The 555 timer chip is extremely robust and stable 8-pin device that can be operated either as a very accurate
Monostable,
Bistable or
Astable
Multivibrator to produce a variety of applications such as one-shot or
delay timers, pulse generation, LED and lamp flashers, alarms and tone
generation, logic clocks, frequency division, power supplies and
converters etc, in fact any circuit that requires some form of time
control as the list is endless.
The single
555 Timer
chip in its basic form is a Bipolar 8-pin mini Dual-in-line Package
(DIP) device consisting of some 25 transistors, 2 diodes and about 16
resistors arranged to form two comparators, a flip-flop and a high
current output stage as shown below. As well as the 555 Timer there is
also available the NE556 Timer Oscillator which combines TWO individual
555’s within a single 14-pin DIP package and low power CMOS versions of
the single 555 timer such as the 7555 and LMC555 which use MOSFET
transistors instead.
A simplified “block diagram” representing the internal circuitry of the
555 timer is given below with a brief explanation of each of its connecting pins to help provide a clearer understanding of how it works.
555 Timer Block Diagram
| • Pin 1. – |
Ground, The ground pin connects the 555 timer to the negative (0v) supply rail.
|
| • Pin 2. – |
Trigger, The negative input to comparator No 1. A negative
pulse on this pin “sets” the internal Flip-flop when the voltage drops
below 1/3Vcc causing the output to switch from a “LOW” to a “HIGH”
state.
|
| • Pin 3. – |
Output, The output pin can drive any TTL circuit and is
capable of sourcing or sinking up to 200mA of current at an output
voltage equal to approximately Vcc – 1.5V so small speakers, LEDs or
motors can be connected directly to the output.
|
| • Pin 4. – |
Reset, This pin is used to “reset” the internal Flip-flop
controlling the state of the output, pin 3. This is an active-low input
and is generally connected to a logic “1” level when not used to prevent
any unwanted resetting of the output.
|
| • Pin 5. – |
Control Voltage, This pin controls the timing of the 555 by
overriding the 2/3Vcc level of the voltage divider network. By applying a
voltage to this pin the width of the output signal can be varied
independently of the RC timing network. When not used it is connected to
ground via a 10nF capacitor to eliminate any noise.
|
| • Pin 6. – |
Threshold, The positive input to comparator No 2. This pin is
used to reset the Flip-flop when the voltage applied to it exceeds
2/3Vcc causing the output to switch from “HIGH” to “LOW” state. This pin
connects directly to the RC timing circuit.
|
| • Pin 7. – |
Discharge, The discharge pin is connected directly to the
Collector of an internal NPN transistor which is used to “discharge” the
timing capacitor to ground when the output at pin 3 switches “LOW”.
|
| • Pin 8. – |
Supply +Vcc, This is the power supply pin and for general purpose TTL 555 timers is between 4.5V and 15V.
|
The
555 Timers name comes from the fact that there are three
5kΩ
resistors connected together internally producing a voltage divider
network between the supply voltage at pin 8 and ground at pin 1. The
voltage across this series resistive network holds the negative
inverting input of comparator two at 2/3Vcc and the positive
non-inverting input to comparator one at 1/3Vcc.

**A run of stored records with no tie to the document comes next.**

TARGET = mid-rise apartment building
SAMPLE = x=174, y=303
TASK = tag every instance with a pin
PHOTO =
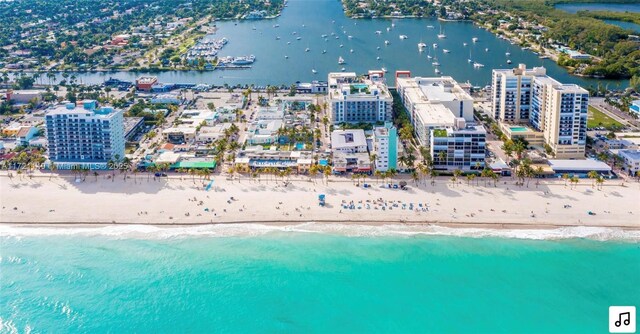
x=385, y=141
x=354, y=99
x=84, y=134
x=441, y=113
x=557, y=111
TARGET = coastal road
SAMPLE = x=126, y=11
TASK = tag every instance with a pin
x=615, y=113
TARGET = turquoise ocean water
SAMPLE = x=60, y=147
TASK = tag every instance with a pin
x=288, y=281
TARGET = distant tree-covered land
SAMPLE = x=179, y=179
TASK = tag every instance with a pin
x=375, y=8
x=78, y=33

The two comparators produce an output voltage dependant upon the
voltage difference at their inputs which is determined by the charging
and discharging action of the externally connected
RC
network. The outputs from both comparators are connected to the two
inputs of the flip-flop which in turn produces either a “HIGH” or “LOW”
level output at
Q based on the states of its
inputs. The output from the flip-flop is used to control a high current
output switching stage to drive the connected load producing either a
“HIGH” or “LOW” voltage level at the output pin.

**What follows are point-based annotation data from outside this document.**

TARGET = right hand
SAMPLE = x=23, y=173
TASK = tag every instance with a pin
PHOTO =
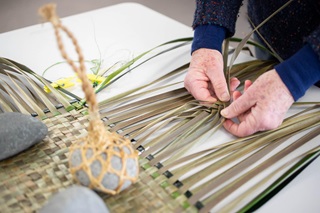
x=205, y=79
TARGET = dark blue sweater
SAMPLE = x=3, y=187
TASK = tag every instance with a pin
x=294, y=33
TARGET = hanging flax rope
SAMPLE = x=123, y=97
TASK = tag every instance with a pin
x=103, y=160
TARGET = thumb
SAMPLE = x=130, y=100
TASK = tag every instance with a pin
x=237, y=107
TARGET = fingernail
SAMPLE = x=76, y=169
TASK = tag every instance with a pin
x=225, y=97
x=224, y=112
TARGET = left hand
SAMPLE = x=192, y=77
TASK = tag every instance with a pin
x=261, y=107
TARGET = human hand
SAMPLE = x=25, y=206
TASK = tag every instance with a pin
x=261, y=107
x=205, y=79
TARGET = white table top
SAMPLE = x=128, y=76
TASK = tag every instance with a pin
x=126, y=30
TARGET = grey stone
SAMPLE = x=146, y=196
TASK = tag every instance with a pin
x=18, y=132
x=75, y=199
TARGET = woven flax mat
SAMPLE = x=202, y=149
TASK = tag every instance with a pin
x=30, y=178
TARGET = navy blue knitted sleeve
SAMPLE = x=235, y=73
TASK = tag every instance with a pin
x=208, y=36
x=314, y=40
x=219, y=12
x=300, y=71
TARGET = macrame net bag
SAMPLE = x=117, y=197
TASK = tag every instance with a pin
x=103, y=160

The most common use of the 555 timer oscillator is as a simple
astable oscillator by connecting two resistors and a capacitor across
its terminals to generate a fixed pulse train with a time period
determined by the time constant of the RC network. But the 555 timer
oscillator chip can also be connected in a variety of different ways to
produce Monostable or Bistable multivibrators as well as the more common
Astable Multivibrator.
The Monostable 555 Timer
The operation and output of the
555 timer monostable is exactly the same as that for the transistorised one we look at previously in the
Monostable Multivibrators
tutorial. The difference this time is that the two transistors have
been replaced by the 555 timer device. Consider the 555 timer monostable
circuit below.
Monostable 555 Timer
When a negative ( 0V ) pulse is applied to the trigger input (pin 2)
of the Monostable configured 555 Timer oscillator, the internal
comparator, (comparator No1) detects this input and “sets” the state of
the flip-flop, changing the output from a “LOW” state to a “HIGH” state.

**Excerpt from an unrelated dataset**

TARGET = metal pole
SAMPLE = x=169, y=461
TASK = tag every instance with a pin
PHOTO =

This action in turn turns “OFF” the discharge transistor connected to
pin 7, thereby removing the short circuit across the external timing
capacitor,
C1.
This action allows the timing capacitor to start to charge up through resistor,
R1
until the voltage across the capacitor reaches the threshold (pin 6)
voltage of 2/3Vcc set up by the internal voltage divider network. At
this point the comparators output goes “HIGH” and “resets” the flip-flop
back to its original state which in turn turns “ON” the transistor and
discharges the capacitor to ground through pin 7. This causes the output
to change its state back to the original stable “LOW” value awaiting
another trigger pulse to start the timing process over again. Then as
before, the Monostable Multivibrator has only “ONE” stable state.
The
Monostable 555 Timer circuit triggers on a
negative-going pulse applied to pin 2 and this trigger pulse must be
much shorter than the output pulse width allowing time for the timing
capacitor to charge and then discharge fully. Once triggered, the 555
Monostable will remain in this “HIGH” unstable output state until the
time period set up by the
R1 x C1
network has elapsed. The amount of time that the output voltage remains
“HIGH” or at a logic “1” level, is given by the following time constant
equation.
Where,
t is in seconds,
R is in Ω’s and
C in Farads.
555 Timer Example No1
A
Monostable 555 Timer is required to produce a time
delay within a circuit. If a 10uF timing capacitor is used, calculate
the value of the resistor required to produce a minimum output time
delay of 500ms.
500ms is the same as saying 0.5s so by rearranging the formula above, we get the calculated value for the resistor,
R as:
The calculated value for the timing resistor required to produce the required time constant of 500ms is therefore,
45.5KΩ’s. However, the resistor value of
45.5KΩ’s does not exist as a standard value resistor, so we would need to select the nearest preferred value resistor of
47kΩ’s
which is available in all the standard ranges of tolerance from the E12
(10%) to the E96 (1%), giving us a new recalculated time delay of
517ms.
If this time difference of 17ms (500 – 517ms) is unacceptable instead
of one single timing resistor, two different value resistor could be
connected together in series to adjust the pulse width to the exact
desired value, or a different timing capacitor value chosen.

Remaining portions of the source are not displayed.